3) E’ stato calcolato un punteggio di gravità dell’insufficienza emodinamica venosa per determinare il cambiamento del flusso nel tempo e tra i gruppi. Com’è stato calcolato? Sarebbe utile una tabella che presenti questi dati. E’ stato trovato un miglioramento statisticamente significativa (p meno di 0,0001) dal basale a 1, 3 e 6 mesi (combinato) per il gruppo in aperto, ma non per il gruppo di trattamento simulato (p = 0,894). Sarebbe interessante sapere se il cambiamento del diametro della vena misurato mediante l’IVUS è correlato con la variazione di flusso misurata dal punteggio di variazione di flusso. Perché il ripristino del flusso nel gruppo in aperto aveva successo, ma non nel gruppo di trattamento ritardato? Gli operatori e il metodo di angioplastica erano gli stessi?
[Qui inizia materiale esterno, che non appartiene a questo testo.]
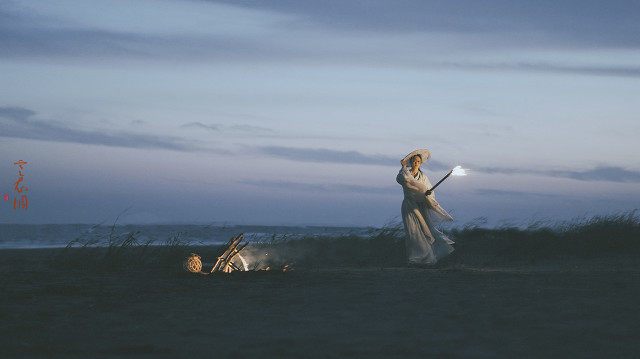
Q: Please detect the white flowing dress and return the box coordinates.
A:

4) Non ci sono state differenze statisticamente significative tra i gruppi di trattamento e simulato nelle ricadute della SM (p = 0,389) e nella conta delle lesioni di RM (p = 0,079 0.81,0.5 e, fig. 2). Questi risultati non giustificano la conclusione che l’angioplastica “può aumentare l’attività della malattia SM nel breve termine“. Non sono stati presentati dati a sostegno della conclusione che “il cambiamento più considerevole nel deflusso venoso è stato associato ad un’aumentata attività della malattia in primo luogo osservata alla risonanza magnetica“.
5) Il poster ha concluso che l’angioplastica “non è riuscita a fornire un miglioramento duraturo del deflusso venoso come dimostrato dal doppler e/o dai risultati clinici e di risonanza magnetica“. Dal momento che l’obiettivo dello studio ha ipotizzato che la correzione del flusso venoso migliorerebbe la SM, perché ci si aspetterebbero miglioramenti della SM se il flusso venoso non lo era?